Notes from the Imrali meeting between PKK leader Abdullah Ocalan and a visiting delegation of the pro-Kurdish Peace and Democracy Party [BDP] that were published by daily Milliyet have been much debated and will continue to hold our attention in the months to come.
There was, however, a point in the notes that escaped the attention of the public that needs to be corrected by the BDP and Ocalan.
According to the notes recorded by the BDP delegation, Ocalan perceives the external elements he describes as “the Armenian lobby” as a force that historically does not want peace in Anatolia. Ocalan, in his first meeting with Ahmet Turk and Ayla Akat, had talked at length about the Armenian lobby. This time he said: “The Armenian lobby is powerful. They want to dominate the agenda of 2015.”
Ocalan, in his second Imrali meeting, described the marginalization of the Kurds during the creation of the Turkish Republic as a consequence of the efforts of the “Israeli lobby, the Armenians and the Greeks, who had decided that their success would depend on marginalizing the Kurds. This is an ongoing, thousand-year tradition.”
At another point, the Imrali talks take on a tone about the minorities we are used to hearing from our nationalist circles: “After the Islamization of Anatolia, there has been Christian anger that has lasted a thousand years. Greeks, Armenians and Jews claim rights to Anatolia. They don’t want to give up their gains under the pretext of secularism and nationalism.”
Did he really say all of this or were they misunderstood in the rush to record the meeting’s notes?
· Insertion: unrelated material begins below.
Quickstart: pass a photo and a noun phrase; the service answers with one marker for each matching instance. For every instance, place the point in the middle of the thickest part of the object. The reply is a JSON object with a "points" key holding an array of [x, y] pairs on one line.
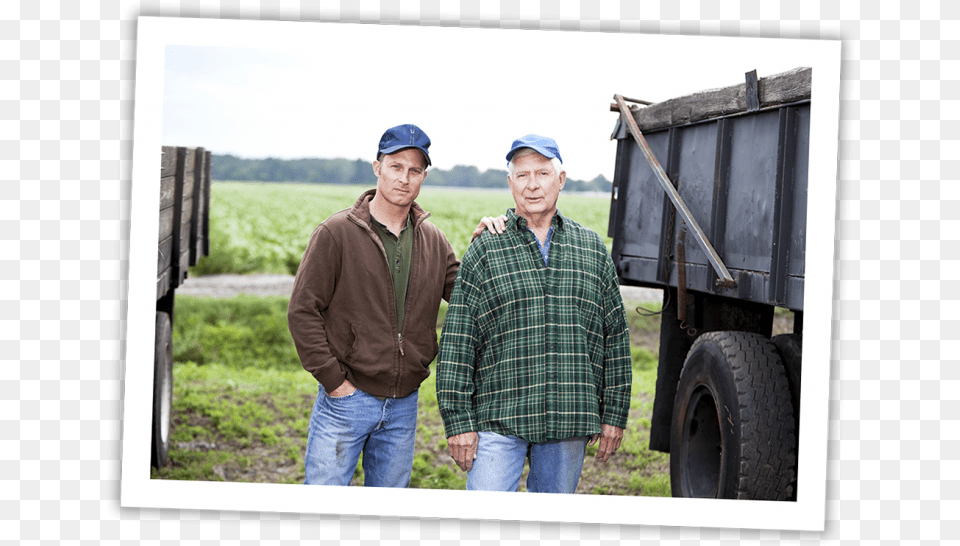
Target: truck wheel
{"points": [[790, 348], [732, 435], [162, 390]]}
At a time when we want to use “peaceful language,” shouldn’t that language also apply to different segments of the society beyond Turkish-Kurdish brotherhood?
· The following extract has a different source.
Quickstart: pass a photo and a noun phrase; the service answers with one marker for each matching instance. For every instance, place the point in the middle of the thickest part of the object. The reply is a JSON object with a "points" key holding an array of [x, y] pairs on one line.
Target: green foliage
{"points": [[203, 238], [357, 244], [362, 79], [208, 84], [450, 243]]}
BDP’s opening to Armenians
The fact of the matter is, efforts by the BDP and Kurdish political circles to reconcile with Armenian culture over the past few years has been admirable. The renovation of the Armenian church in Diyarbakir, an initiative of the Sur municipality to put up Armenian signboards, the BDP’s participation in honoring the memory of slain Armenian journalist Hrant Dink, and Turk’s remarks about the 1915 events are good examples. As a gesture to the ancient peoples of the region, the BDP nominated an Assyrian to parliament in the last elections. These were signs that the Kurds were including other ethnic groups in their questioning of official history.
But now Ocalan’s words seem to have disturbed the minorities, first and foremost the Armenians. Wouldn’t such words [if correctly reported], coming from a name like Ocalan, who influences large masses, further inflame the society’s already intolerant attitude toward non-Muslim minorities?
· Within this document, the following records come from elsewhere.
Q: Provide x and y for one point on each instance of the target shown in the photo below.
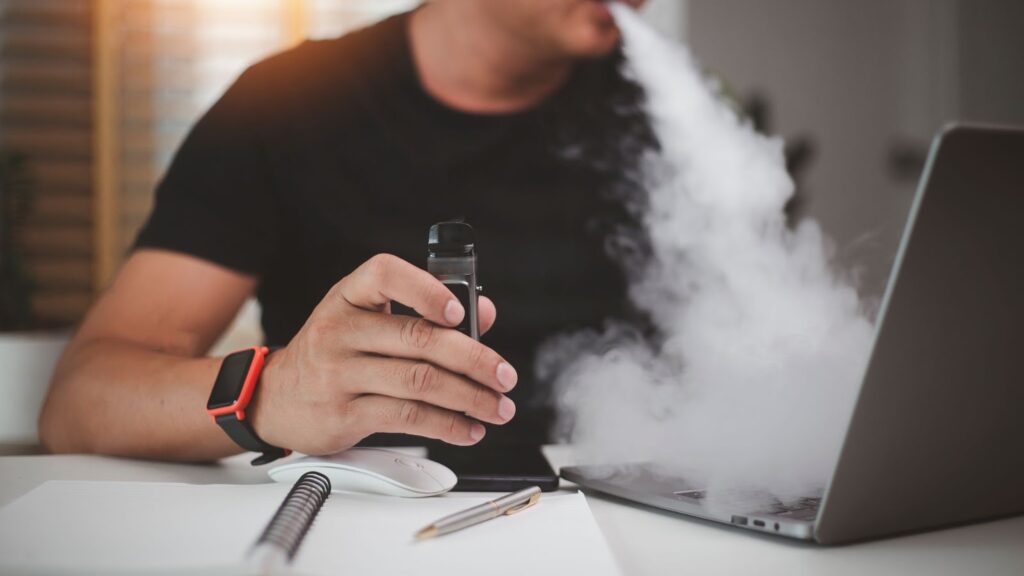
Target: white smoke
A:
(764, 342)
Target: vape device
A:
(452, 258)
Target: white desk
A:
(643, 541)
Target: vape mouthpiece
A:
(451, 239)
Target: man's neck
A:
(469, 63)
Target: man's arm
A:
(133, 381)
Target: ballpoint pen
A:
(509, 504)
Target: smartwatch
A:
(230, 397)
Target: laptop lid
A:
(937, 435)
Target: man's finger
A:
(417, 338)
(385, 278)
(384, 414)
(411, 379)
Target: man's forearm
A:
(120, 398)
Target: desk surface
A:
(644, 541)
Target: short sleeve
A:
(217, 201)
The concept of pure citizen
Non-Muslim minorities — whose numbers have dwindled to less than 100,000 [3,000 Greeks, 20,000 Jews, 60,000 Armenians] — lived through tough times in the history of the republic. The concept of “pure citizens,” which was introduced after the establishment of the republic, legitimized discrimination against not only the Kurds but also the Armenians, Greeks and Jews. This is evident in the [anti-Greek] riots on Sept. 6 and 7 in Istanbul and Askale, the expulsion of Jews and Armenians from public service in the 1920s and 1930s, and restrictions on communal foundations.
Can we really distinguish between the status of Kurdish villages emptied by the decision of the National Security Council in the 1990s and the status of Gokceada, which was systematically cleansed of Greeks by campaign action starting in the 1930s, also through a decision by the National Security Council?
The perception of internal threat
Minorities have breathed easily for some time during the process of attempting to join the European Union and reforms made in recent years. They are no longer considered a threat by the state. Foundation properties have been returned, minority representatives are welcomed to meet with the state, and their leaders have become indispensable parts of stately iftar feasts.
The PKK leader’s remarks remind us of the mindset that again sees a few Greeks, Armenians and Jews as “internal threats.”